Medicine is opening up new lines of attack in a crucial area of cancer care: preventing tumors from coming back.
Researchers have reported that a strict low-fat diet can lower the risk of recurrence among breast-cancer patients. Another study suggested that aspirin use may improve the odds of survival for colon-cancer patients who also receive standard postsurgical chemotherapy.
The new findings, presented at the annual meeting of the American Society of Clinical Oncology in Orlando, Fla., offer some hope in confronting one of the stubborn realities of cancer treatment. While advances in the early detection and treatment of tumors have led to lower death rates from diseases such as lung, breast and colon cancer, many tumors regrow and spread months or years after surgery. That is because the original tumor often sheds microscopic clusters of cells that survive the initial treatment.
Preventing recurrence is especially critical given the way cancer specialists increasingly view the concept of a cure for the disease. Instead of a one-time victory over cancer, a cure is likely to be the result of a longer process: Find tumors early, take them out via a combination of surgery, radiation and drug treatment and then prevent them from coming back.
Several other studies presented over the weekend also addressed the issue of tumor recurrence. Among the findings were indications that some cancer treatments, including the targeted biotechnology drug Herceptin and an osteoporosis drug called Femara, may also be useful weapons against recurring breast tumors.

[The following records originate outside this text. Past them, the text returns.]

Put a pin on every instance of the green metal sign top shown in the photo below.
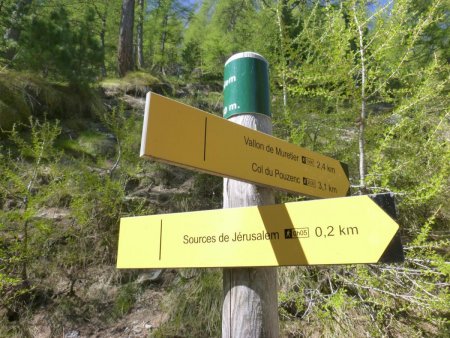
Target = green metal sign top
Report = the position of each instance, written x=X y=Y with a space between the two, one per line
x=246 y=85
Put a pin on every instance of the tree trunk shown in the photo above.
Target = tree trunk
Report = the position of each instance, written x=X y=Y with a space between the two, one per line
x=281 y=33
x=125 y=50
x=163 y=42
x=103 y=15
x=250 y=294
x=12 y=33
x=140 y=36
x=363 y=112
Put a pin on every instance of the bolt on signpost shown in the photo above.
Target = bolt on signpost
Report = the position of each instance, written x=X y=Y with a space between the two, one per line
x=250 y=307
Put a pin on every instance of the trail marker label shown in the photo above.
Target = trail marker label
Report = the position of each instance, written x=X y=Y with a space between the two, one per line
x=347 y=230
x=186 y=136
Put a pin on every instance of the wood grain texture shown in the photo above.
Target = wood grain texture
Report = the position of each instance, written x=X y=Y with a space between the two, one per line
x=250 y=306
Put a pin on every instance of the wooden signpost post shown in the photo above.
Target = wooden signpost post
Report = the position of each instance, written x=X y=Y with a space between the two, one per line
x=251 y=235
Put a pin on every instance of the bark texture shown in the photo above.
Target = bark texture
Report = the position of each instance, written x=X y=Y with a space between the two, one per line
x=250 y=307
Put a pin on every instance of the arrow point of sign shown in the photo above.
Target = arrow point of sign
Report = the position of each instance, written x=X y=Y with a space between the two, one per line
x=394 y=250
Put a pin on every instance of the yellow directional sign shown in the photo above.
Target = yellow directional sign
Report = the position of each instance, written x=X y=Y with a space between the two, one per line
x=179 y=134
x=329 y=231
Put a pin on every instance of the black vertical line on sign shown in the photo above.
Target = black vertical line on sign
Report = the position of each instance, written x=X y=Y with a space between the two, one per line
x=231 y=298
x=204 y=140
x=160 y=240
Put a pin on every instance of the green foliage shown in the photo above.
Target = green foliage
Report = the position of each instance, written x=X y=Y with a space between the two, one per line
x=24 y=234
x=60 y=49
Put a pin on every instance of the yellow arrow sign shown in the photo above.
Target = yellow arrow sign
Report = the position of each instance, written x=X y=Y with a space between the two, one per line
x=176 y=133
x=331 y=231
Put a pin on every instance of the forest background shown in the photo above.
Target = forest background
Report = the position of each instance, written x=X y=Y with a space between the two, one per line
x=365 y=82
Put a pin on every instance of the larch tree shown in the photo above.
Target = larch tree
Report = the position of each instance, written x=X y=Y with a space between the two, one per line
x=125 y=50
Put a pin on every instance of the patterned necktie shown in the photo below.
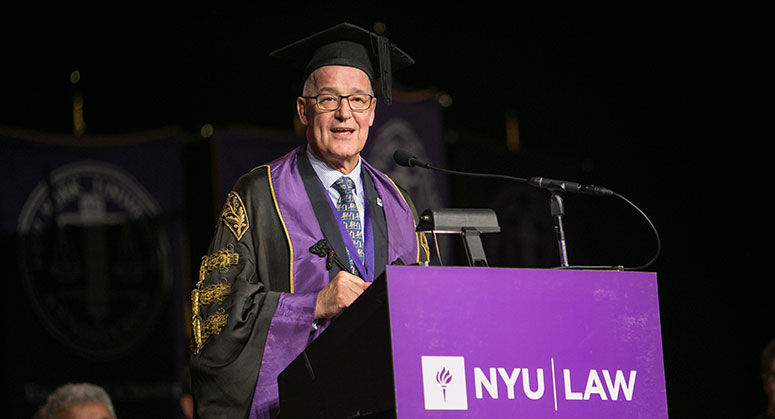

While oncologists are heartened by the new findings, many stress that the battle against recurring tumors will continue. Gabriel Hortobagyi, a cancer researcher at the M.D. Anderson Cancer Center in Houston, notes that advances over the past several years have reduced the risk of death from breast cancer by 60 percent to 65 percent, and that adding drugs like Herceptin may reduce the risk by as much as 80 percent.
"We are getting much better," Hortobagyi says. "But it's not enough until we reach 100 percent."
The most immediate impact on existing treatment is likely to come from the Herceptin trial, which demonstrated that the drug can reduce the recurrence of certain particularly aggressive breast-cancer tumors by 52 percent when added to standard chemotherapy following surgery.